How easy is it for Hearing with little or none BSL training to incorporate some signs into their performance? What does it look and feel like?
The task for this exercise and re-visiting The Park scene was to choose a handful of simple and easy signs that the hearing actors could pick and and use in this scene that would help a deaf audience if we were to only stage the scene with one BSL performer playing either Clare or Emma and one Hearing/speaking performer playing Clare or Emma.
We knew that we were excited by this combination but were also aware that to do a whole production in this way and for certain scenes/sections of text that 'sign support' might be needed to ensure context, meaning and understanding is both possible for a deaf audience and in turn may also help in relation to the performance dynamics between a hearing and deaf performer only on stage. We already had discovered that the way in which hearing performers had adjusted slightly in relation to pace - slowing down, use of lip pattern and ways to get the attention of deaf performer on stage.
Watching this take place for the first time with Charlotte Arrowsmith (as BSL Clare) and Dorothy Duffy (as Hearing Emma) with Nadia Nadarajah (deaf performer) in audience that as an audience member she felt more engaged and excited than when it was just a performance without additional sign being used by a hearing performer.
Choosing signs carefully, ones that were perhaps more similar to gestures at this stage was useful.
Some conversation about 'home' signing and 'slang' signing that deaf families or pupils at a boarding school may use was brought up.

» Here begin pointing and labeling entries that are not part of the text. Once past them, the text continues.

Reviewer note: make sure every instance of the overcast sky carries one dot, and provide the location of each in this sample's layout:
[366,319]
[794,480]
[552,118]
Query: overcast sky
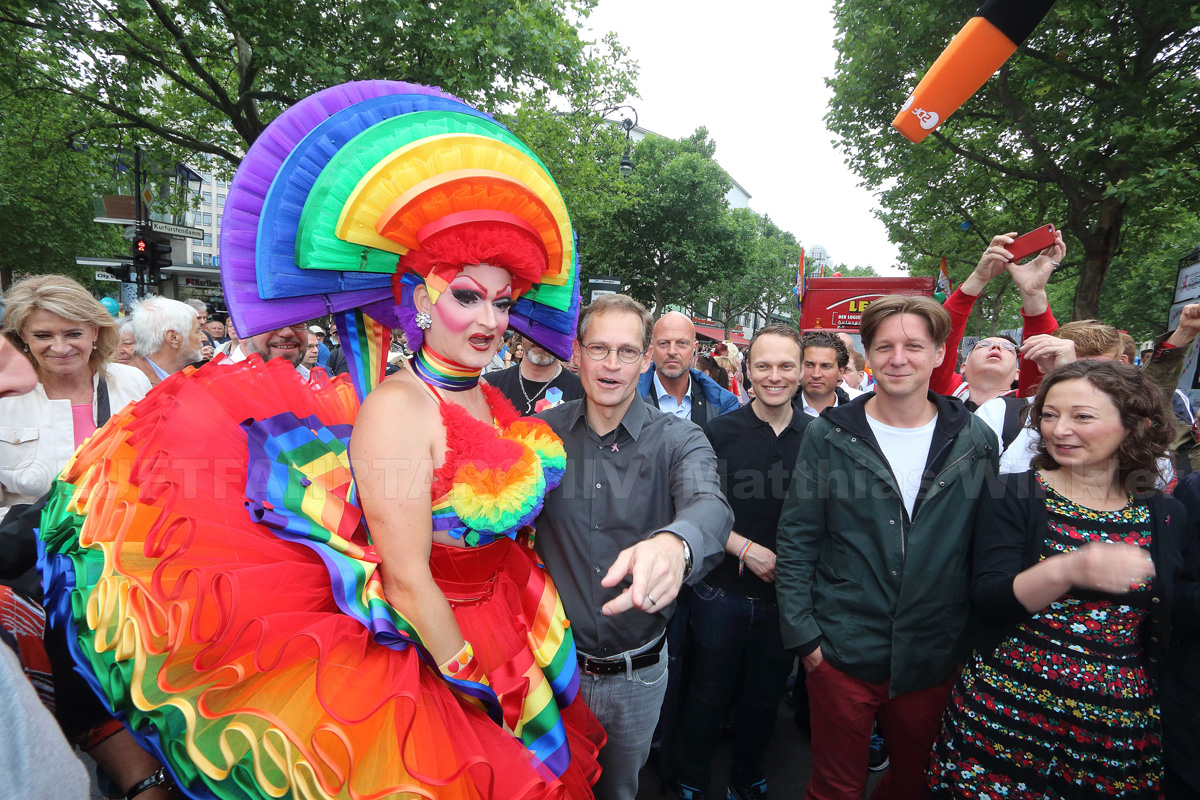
[754,73]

Previous questions about is the character of Clare / Emma deaf were brought up. This is a question for the future. What I decided for during this R & D phase was that if a deaf performer was playing Clare or Emma on stage then you had to treat the character as if they were deaf. It felt important in relation to playing the truth of the moment but is a question that needs to be addressed in relation to context of performing whole play and given that the character's were not written as to be deaf.